Кончался месяц хойяк, воды Нила достигли самого высокого уровня и начинали убывать. В садах собирали плоды тамариндов, финики и оливки. Деревья зацвели во второй раз. Из-за рощи финиковых пальм, по стволам которых лазали сборщики, выглянул высокий дом необычной архитектуры – первый этаж представлял собой объемистый белый куб, на нем покоился еще один «кубик», поменьше размерами и красного цвета, а венчал всю конструкцию третий этаж, самый малый и такой же коробчатый. Синего цвета. Российский триколор – только вверх ногами.
Местные жители на проплывавшие сехери внимания обращали мало. Плывут? Ну, и пускай себе плывут! Им-то что за дело? Лишь бы не трогали…
Это поселение с древним названием Иму-Пеху, затерянное на просторах Дельты, было последним перед самой Буколией. Неферит оказалась хорошим проводником – она точно указывала протоку, в которую следовало свернуть, помнила, что на Круглом озере надо плыть у самого южного берега, а озеро Царское преодолевают по середине, описывая римскую «S».
Заночевали в заброшенном храме богини Маат. Сехери вытащили носами на сушу, у полуразрушенного пилона, а во внутреннем дворе разожгли костер – даже египтяне-добровольцы не посчитали такую вольность богохульством. На ужин наловили рыбы и сварили уху в десяти котлах, чтобы хватило всем. Дохлебали ушицу, когда на небе высыпали звезды.
– Это Эсхмун! – сказал Эдик, тыча пальцем в Полярную звезду. – А вон та зовется Сотис, звезда Изиды, Сириус по-нашему… Да, Уахенеб?
– Наполовину… – отмолвил Уахенеб, зевая. – Это не Сотис, и вообще не звезда… Это Пенетер-Дэва, которую эллины называют Веспер, а римляне – Венерой…
– Ну, и ладно… – сказал Эдик. Хорошо подумав, он откусил от лепешки и выгреб из котла остатки разваренной рыбы. – Эх, хлебца бы! Настоящего!
– Ржаного! – с вожделением простонал Сергий.
– Да-а… – сожмурился Гефестай. – Это б ничего, так, было…
– А я б картошечки щас умял… – проговорил Искандер мечтательно.
– С селедочкой! – плотоядно облизнулся Эдик. – С лучком!

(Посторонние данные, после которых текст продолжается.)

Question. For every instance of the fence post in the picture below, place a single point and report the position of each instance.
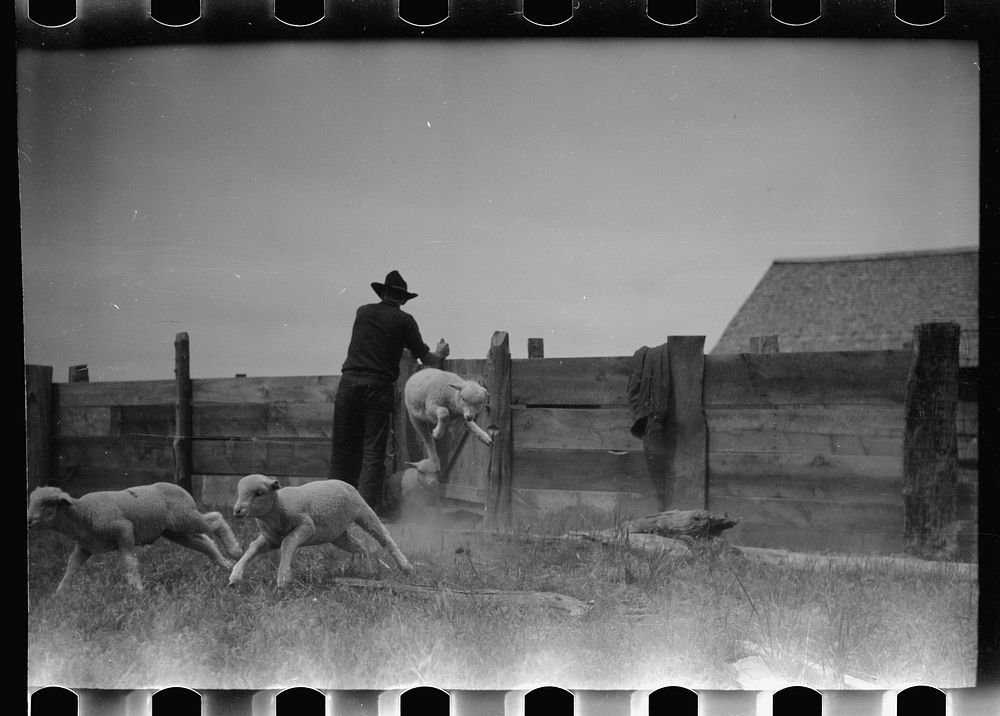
(763, 344)
(402, 430)
(182, 412)
(686, 421)
(502, 458)
(79, 374)
(39, 426)
(930, 443)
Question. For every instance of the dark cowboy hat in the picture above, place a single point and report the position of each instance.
(394, 281)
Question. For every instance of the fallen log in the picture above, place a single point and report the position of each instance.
(698, 524)
(646, 542)
(546, 600)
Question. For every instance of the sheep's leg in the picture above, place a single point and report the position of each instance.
(430, 448)
(289, 544)
(442, 415)
(351, 544)
(218, 526)
(259, 546)
(370, 523)
(478, 432)
(76, 559)
(201, 543)
(129, 561)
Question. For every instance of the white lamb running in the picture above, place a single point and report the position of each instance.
(434, 398)
(317, 512)
(124, 519)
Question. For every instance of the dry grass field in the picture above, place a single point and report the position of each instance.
(705, 620)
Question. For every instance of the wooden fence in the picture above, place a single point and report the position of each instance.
(805, 448)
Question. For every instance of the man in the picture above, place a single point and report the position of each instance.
(363, 406)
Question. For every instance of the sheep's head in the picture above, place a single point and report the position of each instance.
(472, 397)
(255, 495)
(44, 504)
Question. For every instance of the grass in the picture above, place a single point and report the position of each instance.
(654, 620)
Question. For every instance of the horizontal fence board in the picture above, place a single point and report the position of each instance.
(467, 493)
(842, 377)
(573, 428)
(280, 389)
(823, 515)
(86, 422)
(132, 392)
(845, 490)
(754, 533)
(303, 420)
(580, 469)
(570, 381)
(469, 368)
(115, 453)
(83, 479)
(790, 465)
(230, 420)
(531, 504)
(308, 457)
(838, 429)
(147, 421)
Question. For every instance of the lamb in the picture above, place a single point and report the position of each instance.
(124, 519)
(317, 512)
(415, 490)
(434, 398)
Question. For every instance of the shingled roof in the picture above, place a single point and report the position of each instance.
(866, 302)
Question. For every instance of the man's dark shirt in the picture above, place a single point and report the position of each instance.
(381, 332)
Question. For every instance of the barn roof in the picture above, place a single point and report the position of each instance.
(863, 302)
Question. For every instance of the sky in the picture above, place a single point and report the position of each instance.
(601, 194)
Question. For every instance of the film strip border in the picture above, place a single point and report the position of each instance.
(59, 24)
(544, 701)
(77, 23)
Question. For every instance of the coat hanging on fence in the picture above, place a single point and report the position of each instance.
(648, 386)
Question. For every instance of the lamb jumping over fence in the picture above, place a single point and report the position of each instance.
(318, 512)
(124, 519)
(434, 398)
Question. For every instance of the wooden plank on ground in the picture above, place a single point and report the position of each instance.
(128, 392)
(570, 381)
(281, 389)
(753, 533)
(840, 429)
(573, 428)
(580, 469)
(791, 465)
(827, 378)
(686, 421)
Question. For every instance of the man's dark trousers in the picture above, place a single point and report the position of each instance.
(362, 418)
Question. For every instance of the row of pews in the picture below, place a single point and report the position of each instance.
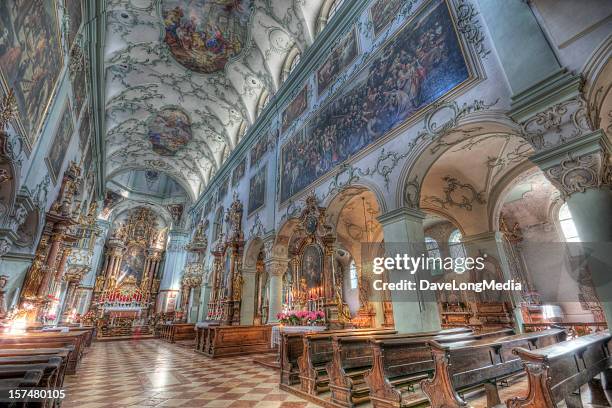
(388, 369)
(41, 359)
(214, 340)
(173, 332)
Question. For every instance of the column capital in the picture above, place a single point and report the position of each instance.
(582, 164)
(402, 213)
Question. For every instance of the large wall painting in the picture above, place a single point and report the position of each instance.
(223, 189)
(84, 129)
(341, 57)
(238, 172)
(203, 35)
(61, 141)
(422, 63)
(31, 58)
(169, 131)
(260, 149)
(295, 109)
(383, 12)
(75, 14)
(79, 90)
(132, 263)
(257, 190)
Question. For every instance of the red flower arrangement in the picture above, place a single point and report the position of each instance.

– Вот, Америку откроешь, – усмехнулся Сергий, – и накопаешь мешочек!
Друзья, не сговариваясь, вздохнули.
– А я первые месяцы без курева страдал, – признался Гефестай. – Ну, не могу – тянет и тянет! Как я себя клял, что сигарет не захватил… Ведь была у меня такая мысль, хотел же блок «Мальборо» купить, и поленился. Нет, там вроде перерыв был… А, какая теперь разница!
– Ты сколько раз бросить пытался? – ухмыльнулся Искандер. – Вот, и завязал!
– Все равно… Курнуть бы!
Сергий поднялся, отставил в сторону пустой котел, и подбросил в огонь сухих веток.
– Дозорных выставил? – спросил он Искандера.
Тот молча кивнул, не отводя от костра задумчивого взгляда.
– Ну, ладно мы, – сказал Гефестай, – это наше время, хоть мы и выросли в вашем! А вот ты как? Привык? Или скучаешь?
Роксолан пожал плечами.
– Привык, наверное… – проговорил он. – Знаете, что в этом времени самое непривычное? Такое, что надо или родиться здесь, или вжиться? Отношение к самому времени! Мы же как ТАМ жили? Мы всю жизнь спешили. Торопились жить! «Скорее, а то опоздаешь в школу!» Бегом за автобусом! Вверх – на лифте, вниз скачешь через три ступеньки! В толпе снуешь, как чемпион по спортивной ходьбе! Быстрее, быстрее, быстрее… Застрянешь, бывало, в пробке на полчаса, и весь салон готов исцарапать, и гадов-прохожих передушить. Вскакиваешь по будильнику, моешься по-быстрому, одеваешься наскоряк… Заскочишь по дороге в кафешку, перехватишь гамбургер, и – рысью на работу. А там запарка! Хватаешься сразу за три телефона, на этого обалдуя Эдика орешь…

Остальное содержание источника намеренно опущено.